La gestion des multiples actes de la procédure devient l’activité prépondérante des SRA au détriment de leurs autres missions. Le manque de moyens opérationnels les pousse à des pratiques d’ « auto-régulation », tacitement calibrées aux effectifs dont l’INRAP dispose localement. Cette auto-limitation s’ajoute aux annulations imposées par les préfets de région, en réponse aux sollicitations pressantes dont ils font l’objet.
On peut légitimement se poser la question de l’adéquation au principe énoncé par la loi, qui a pour objet d’assurer « la conciliation des exigences respectives de la recherche scientifique, de la conservation du patrimoine et du développement économique et social »...

Crise d’identité dans les collectivités

On aurait pu se féliciter de ce que la loi suscite la création de services archéologiques dans les collectivités. Mais là non plus, les choses ne sont pas simples.

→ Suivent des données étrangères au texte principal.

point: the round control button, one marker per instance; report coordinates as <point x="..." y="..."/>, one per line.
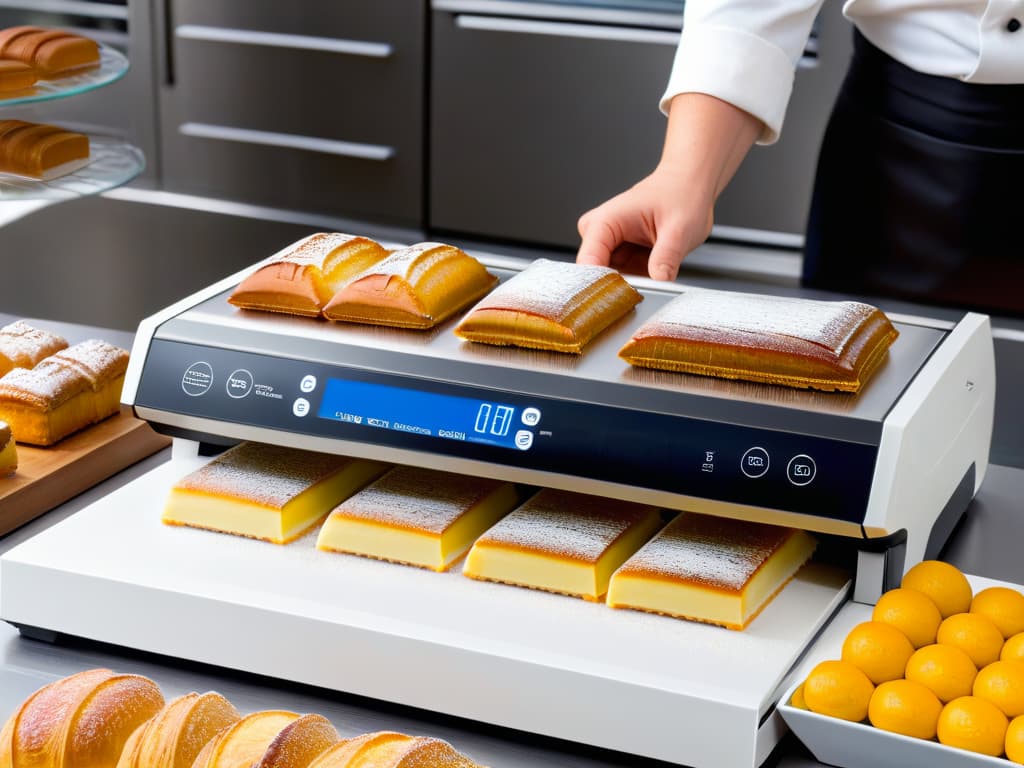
<point x="198" y="379"/>
<point x="523" y="439"/>
<point x="755" y="462"/>
<point x="240" y="383"/>
<point x="801" y="470"/>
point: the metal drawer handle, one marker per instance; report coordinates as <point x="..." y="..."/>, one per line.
<point x="564" y="29"/>
<point x="290" y="140"/>
<point x="72" y="7"/>
<point x="275" y="40"/>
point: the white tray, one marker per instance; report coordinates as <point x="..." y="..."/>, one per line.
<point x="849" y="744"/>
<point x="648" y="685"/>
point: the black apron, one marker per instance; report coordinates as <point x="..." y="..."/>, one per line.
<point x="920" y="190"/>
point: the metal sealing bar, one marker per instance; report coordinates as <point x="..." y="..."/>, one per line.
<point x="289" y="140"/>
<point x="278" y="40"/>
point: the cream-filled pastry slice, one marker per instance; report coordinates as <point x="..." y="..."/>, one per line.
<point x="562" y="542"/>
<point x="266" y="492"/>
<point x="417" y="516"/>
<point x="8" y="451"/>
<point x="711" y="569"/>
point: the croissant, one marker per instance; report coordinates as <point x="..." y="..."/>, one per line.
<point x="82" y="721"/>
<point x="175" y="735"/>
<point x="269" y="739"/>
<point x="389" y="750"/>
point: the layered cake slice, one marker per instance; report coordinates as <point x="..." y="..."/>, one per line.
<point x="25" y="346"/>
<point x="304" y="276"/>
<point x="417" y="287"/>
<point x="562" y="542"/>
<point x="550" y="305"/>
<point x="266" y="492"/>
<point x="829" y="345"/>
<point x="711" y="569"/>
<point x="417" y="516"/>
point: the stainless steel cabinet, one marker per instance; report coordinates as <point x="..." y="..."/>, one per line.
<point x="304" y="105"/>
<point x="536" y="119"/>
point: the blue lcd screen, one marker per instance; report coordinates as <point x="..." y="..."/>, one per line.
<point x="415" y="412"/>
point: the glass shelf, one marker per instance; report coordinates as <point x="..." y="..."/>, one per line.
<point x="113" y="163"/>
<point x="113" y="66"/>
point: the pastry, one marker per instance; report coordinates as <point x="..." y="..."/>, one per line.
<point x="303" y="278"/>
<point x="47" y="402"/>
<point x="417" y="287"/>
<point x="550" y="305"/>
<point x="798" y="342"/>
<point x="174" y="736"/>
<point x="417" y="516"/>
<point x="40" y="152"/>
<point x="52" y="52"/>
<point x="266" y="492"/>
<point x="104" y="366"/>
<point x="268" y="739"/>
<point x="8" y="451"/>
<point x="562" y="542"/>
<point x="15" y="76"/>
<point x="82" y="721"/>
<point x="389" y="750"/>
<point x="25" y="346"/>
<point x="711" y="569"/>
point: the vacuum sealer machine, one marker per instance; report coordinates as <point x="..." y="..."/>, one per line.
<point x="888" y="472"/>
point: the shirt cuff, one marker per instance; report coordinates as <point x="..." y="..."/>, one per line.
<point x="736" y="67"/>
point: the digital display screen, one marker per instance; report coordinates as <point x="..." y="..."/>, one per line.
<point x="416" y="412"/>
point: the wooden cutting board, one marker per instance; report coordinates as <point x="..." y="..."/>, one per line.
<point x="48" y="477"/>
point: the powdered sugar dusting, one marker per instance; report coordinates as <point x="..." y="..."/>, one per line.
<point x="267" y="475"/>
<point x="314" y="250"/>
<point x="25" y="345"/>
<point x="418" y="499"/>
<point x="97" y="360"/>
<point x="46" y="386"/>
<point x="826" y="324"/>
<point x="710" y="551"/>
<point x="566" y="524"/>
<point x="548" y="289"/>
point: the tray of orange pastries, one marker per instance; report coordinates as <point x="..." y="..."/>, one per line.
<point x="933" y="675"/>
<point x="100" y="718"/>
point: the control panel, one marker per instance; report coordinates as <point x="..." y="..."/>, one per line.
<point x="685" y="455"/>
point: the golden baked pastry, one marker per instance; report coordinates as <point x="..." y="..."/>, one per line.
<point x="175" y="735"/>
<point x="47" y="402"/>
<point x="268" y="739"/>
<point x="711" y="569"/>
<point x="104" y="366"/>
<point x="40" y="152"/>
<point x="52" y="52"/>
<point x="82" y="721"/>
<point x="550" y="305"/>
<point x="303" y="279"/>
<point x="417" y="516"/>
<point x="417" y="287"/>
<point x="562" y="542"/>
<point x="825" y="345"/>
<point x="266" y="492"/>
<point x="15" y="76"/>
<point x="8" y="451"/>
<point x="25" y="346"/>
<point x="389" y="750"/>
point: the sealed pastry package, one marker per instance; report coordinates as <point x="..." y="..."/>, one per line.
<point x="416" y="287"/>
<point x="551" y="305"/>
<point x="304" y="276"/>
<point x="827" y="345"/>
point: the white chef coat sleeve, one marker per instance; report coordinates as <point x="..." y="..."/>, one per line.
<point x="743" y="52"/>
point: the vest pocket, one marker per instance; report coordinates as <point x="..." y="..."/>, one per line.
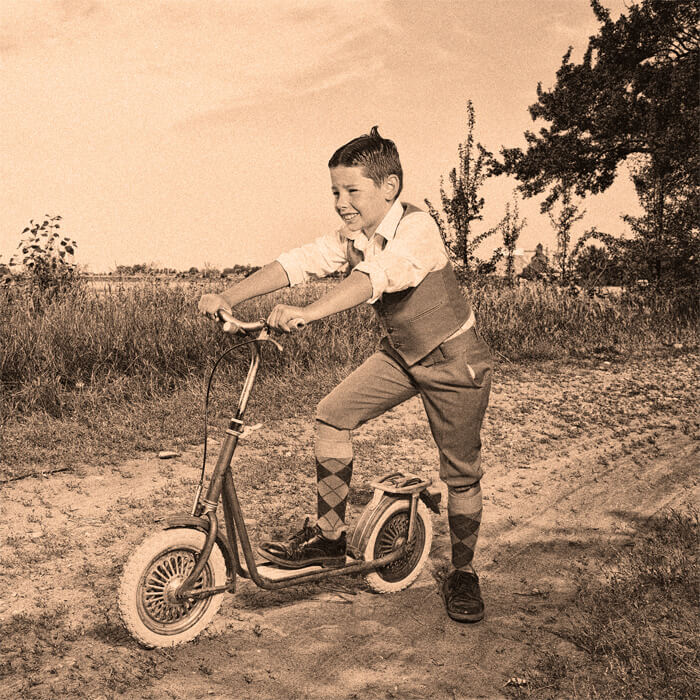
<point x="426" y="312"/>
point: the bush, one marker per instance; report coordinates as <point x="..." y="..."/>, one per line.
<point x="45" y="262"/>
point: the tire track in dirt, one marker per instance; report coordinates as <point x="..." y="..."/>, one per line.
<point x="555" y="491"/>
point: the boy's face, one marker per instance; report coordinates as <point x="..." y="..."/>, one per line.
<point x="359" y="202"/>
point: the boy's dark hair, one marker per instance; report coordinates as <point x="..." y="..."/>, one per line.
<point x="378" y="156"/>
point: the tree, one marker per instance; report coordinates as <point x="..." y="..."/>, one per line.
<point x="562" y="222"/>
<point x="511" y="225"/>
<point x="45" y="260"/>
<point x="538" y="267"/>
<point x="666" y="247"/>
<point x="635" y="92"/>
<point x="596" y="266"/>
<point x="464" y="205"/>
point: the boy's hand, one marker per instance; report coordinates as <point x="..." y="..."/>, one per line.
<point x="288" y="318"/>
<point x="210" y="304"/>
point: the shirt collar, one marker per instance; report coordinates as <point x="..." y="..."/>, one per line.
<point x="387" y="226"/>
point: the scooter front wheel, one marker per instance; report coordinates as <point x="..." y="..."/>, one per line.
<point x="388" y="534"/>
<point x="147" y="602"/>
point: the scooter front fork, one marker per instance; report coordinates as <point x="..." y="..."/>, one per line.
<point x="212" y="532"/>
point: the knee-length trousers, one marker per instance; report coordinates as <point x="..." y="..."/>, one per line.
<point x="453" y="381"/>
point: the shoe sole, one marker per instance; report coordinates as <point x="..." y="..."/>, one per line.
<point x="327" y="563"/>
<point x="461" y="617"/>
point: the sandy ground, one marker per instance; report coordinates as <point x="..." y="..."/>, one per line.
<point x="577" y="456"/>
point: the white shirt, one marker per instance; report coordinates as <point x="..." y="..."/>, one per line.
<point x="400" y="253"/>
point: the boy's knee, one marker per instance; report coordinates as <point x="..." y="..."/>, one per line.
<point x="329" y="412"/>
<point x="464" y="489"/>
<point x="326" y="432"/>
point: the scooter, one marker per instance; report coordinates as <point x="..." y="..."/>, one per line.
<point x="171" y="585"/>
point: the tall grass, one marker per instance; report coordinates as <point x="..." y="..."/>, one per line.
<point x="638" y="626"/>
<point x="130" y="343"/>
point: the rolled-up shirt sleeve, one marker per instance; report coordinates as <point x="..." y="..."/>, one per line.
<point x="322" y="257"/>
<point x="415" y="250"/>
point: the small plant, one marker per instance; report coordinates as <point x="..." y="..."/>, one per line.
<point x="511" y="226"/>
<point x="46" y="259"/>
<point x="463" y="207"/>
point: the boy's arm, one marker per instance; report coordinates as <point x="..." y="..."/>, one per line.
<point x="267" y="279"/>
<point x="353" y="290"/>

Le risque est que les équipes soient recrutées pour des opérations ponctuelles dans des conditions statutaires insatisfaisantes plutôt que pour la mise en place d’un projet de connaissance et de « gestion prévisionnelle » du territoire. Dans de nombreux cas, elles interviennent dans le cadre de la mise en concurrence des opérations de fouille, qui rend difficiles les collaborations.

Ils ne mouraient pas tous, mais tous étaient frappés

Les conflits éclatent d’abord à l’INRAP, parce que ses agents sont au cœur de toutes les tensions, mais la situation n’est pas moins préoccupante dans les autres contextes. Partout, les agents connaissent des conditions d’exercice des missions insatisfaisantes, sont mis en situation de rivalité et non de complémentarité, sont soumis à des pressions de toutes parts, notamment de leurs hiérarchies qui semblent avoir oublié l’objectif commun , assurer de façon satisfaisante la recherche archéologique sur l’ensemble du territoire.

Les 15 et 16 novembre, posons la question : quels moyens ce pays est-il prêt à consacrer à la recherche archéologique ?

Qu’est-il prêt à payer pour que l’articulation entre aménagement du territoire et les nécessaires études avant travaux se fasse enfin ? Il est sûr qu’on ne peut pas être sans ridicule le pays champion de la culture, le donneur de leçons en matière « d’archéologie préventive », si on n’est même pas capable d’intégrer intelligemment l’archéologie dans le calendrier de travaux d’aménagement. Pas plus qu’on ne pourrait être le pays qui renonce à le faire.